My own experience with Scouting was short-lived – I started and finished as a Webelo Scout, never moving on to the “real” Boy Scouts. Our youngest son spent a little more time with it, but computers and other things captured his interest and time before he had moved very far into his teens. But I am grateful to the outstanding men and women, most of them people of deep faith in Christ, who were determined to influence boys and young men to become Godly adults in their own time.
So it was with a great feeling of sadness that I heard on TV and read in the local newspaper that a vote will soon be taken that is likely to lead Scouting in an entirely different direction. Observers say the measure is likely to pass the vote next month, and then each local Scouting organization will be left to decide whether to accept Scouts and volunteers who are acknowledged homosexuals. The apparent motivation for the change in policy is the loss of sponsorship from UPS and other well-known brands, companies that have, in my view, succumbed to pressure from the homosexual “community.” Yes, it all about dollars and cents.

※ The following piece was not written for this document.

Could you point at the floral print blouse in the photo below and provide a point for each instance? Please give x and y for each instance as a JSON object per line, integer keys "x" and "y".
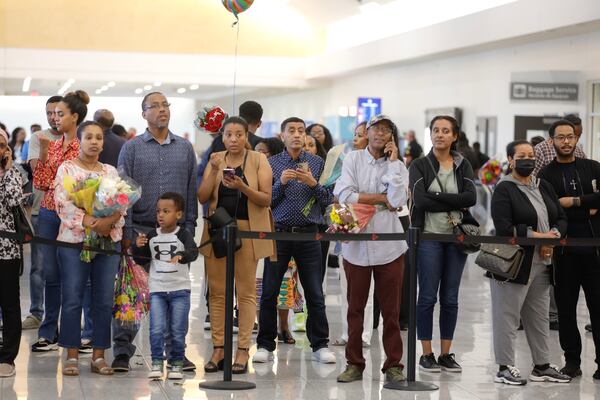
{"x": 45, "y": 172}
{"x": 10, "y": 196}
{"x": 71, "y": 217}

I am reminded once again of the illustration involving a frog, a pan of water, and a cook stove. You know how it goes: Put the frog in the cool (even lukewarm) pot of water, and it will happily float or swim around; set the pot of water on the cook stove, turn the burner on low, and watch the frog continue happily in its bath. And, so the story goes, if you increase the heat slowly enough, the frog will never really notice its danger until it’s too late to hop out! The end result? Boiled frog.

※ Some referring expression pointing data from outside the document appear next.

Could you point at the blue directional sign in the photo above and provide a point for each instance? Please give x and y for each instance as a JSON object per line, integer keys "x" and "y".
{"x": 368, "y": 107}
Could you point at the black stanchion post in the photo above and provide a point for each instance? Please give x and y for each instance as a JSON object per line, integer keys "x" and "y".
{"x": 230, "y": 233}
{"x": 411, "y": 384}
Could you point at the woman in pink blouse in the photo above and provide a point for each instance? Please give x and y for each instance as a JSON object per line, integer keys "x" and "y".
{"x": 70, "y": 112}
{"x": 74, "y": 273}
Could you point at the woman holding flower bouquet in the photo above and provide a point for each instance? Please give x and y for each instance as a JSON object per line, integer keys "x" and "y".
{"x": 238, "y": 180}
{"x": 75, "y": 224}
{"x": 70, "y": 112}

I fully expect to see at least two of the biggest religious groups involved in Scouting to make some significant changes in the future. They might even begin their own programs, paralleling activities of traditional “scouting,” but kept “in-house” to avoid the pressure of outside, agenda-driven groups.
Think about it: A local scout organization might decide to refuse homosexual scouts and volunteers, but any participation in regional, national, or even international scouting events will bring their own youth into contact with people from other scout organizations by which the opposite decision was made on homosexual participation. And it is also possible that the homosexual-agenda-driven organizations will keep up the pressure, forcing an eventual mandate from Boy Scouts of America that all local scout organizations must accept homosexual scouts and volunteers in order to maintain their affiliation with the national organization.
After all, what’s a few more degrees of heat on a pan that’s already simmering? At any rate, Scouting will never be the same.